But even if theirs more to share, that alone doesnt meant that Apple deserves it right. That’s where the other aspect of the equation comes in, is the item you are buying primarily consumed on the phone. If you are buying a masterclass subscription with its prerecorded classes that you watch on your phone and Apple TV thats clearly something that benefits more from apples platforms. If you on the other hand use hey.com for email or even more clearly the wordpress app to post to your blog, those arent as much stand alone experiences on your phone as they are nice and convenient UIs for what are primarily web services.
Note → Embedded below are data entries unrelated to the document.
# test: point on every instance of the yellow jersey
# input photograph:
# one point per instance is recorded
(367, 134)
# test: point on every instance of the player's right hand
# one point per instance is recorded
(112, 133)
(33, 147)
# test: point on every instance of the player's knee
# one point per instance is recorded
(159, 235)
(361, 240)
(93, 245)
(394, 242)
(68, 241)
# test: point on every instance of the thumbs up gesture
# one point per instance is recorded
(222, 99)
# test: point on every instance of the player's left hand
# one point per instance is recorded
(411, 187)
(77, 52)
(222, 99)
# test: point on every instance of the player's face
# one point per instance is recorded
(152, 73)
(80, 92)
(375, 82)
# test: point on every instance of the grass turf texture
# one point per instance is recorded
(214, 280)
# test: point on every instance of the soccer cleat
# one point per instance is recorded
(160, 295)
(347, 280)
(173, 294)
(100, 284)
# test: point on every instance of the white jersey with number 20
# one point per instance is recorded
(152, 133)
I realize that this distinction gets pretty blurry and thats part of what makes this so hard to figure out.

So what would be an easier way to handle this? I think its inevitable that Apples fees will have to come down for in app purchases. They said themselves they have never changed the rate since the App Store launched and its without a doubt that they have gotten better and more efficient at running the App Store since then, not less. So lets just say they cut the IAP rate in half to 15% across the board. And if the product has marginal costs, such as Uber or Amazon or live cooking classes they pay a rate thats more competitive with traditional credit card processing, say 4%. Still more expensive but in the ballpark where many clients would have it be worth the risk. I think the idea would be that when folks submit a new app they can apply for the lower rate by filling out a small form where they can explain why they do not have zero marginal costs. It would be up to Apple to make the final call on who qualifies, of course, but this feels reasonable to me.
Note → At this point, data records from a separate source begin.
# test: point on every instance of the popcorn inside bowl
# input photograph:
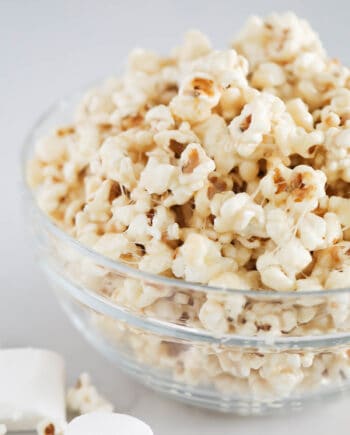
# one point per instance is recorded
(228, 168)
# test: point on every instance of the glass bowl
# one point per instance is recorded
(286, 349)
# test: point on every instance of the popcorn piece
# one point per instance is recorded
(241, 215)
(199, 259)
(32, 388)
(104, 423)
(84, 398)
It’s easy to say that this would be Apple giving up a ton of revenue and it may not even solve the problem but it’s important to keep in mind this would actually open the door to other revenue that they are completely missing out on such as Uber that could easily make up the difference.

Could they do this and then more reasonably require EVERYONE who collects payments on iOS to use it? Would large retail companies like Amazon ever agreed to that or would it just drive them from the App Store all together?

This is hard, I don’t know that there is a perfect solution here no matter how you tweak the numbers. Nothing they do will ever be as clean and as easy as running a traditional retail experience. No wholesaler expects to be able to use their own credit card processing for the products they sell at Wal-mart, or even on walmart.com. Add to that walmart doesnt carry any free items either, even the gum balls are at least a quarter.

So maybe that means any kind of system designed around the idea of a sales commission for apple is a dead end? Could it be usage based fees? But then what about truly free apps like wordpress?

The problem with all this madness is there is no good solution, they really are destined to look like the greedy supervillain no matter what they do.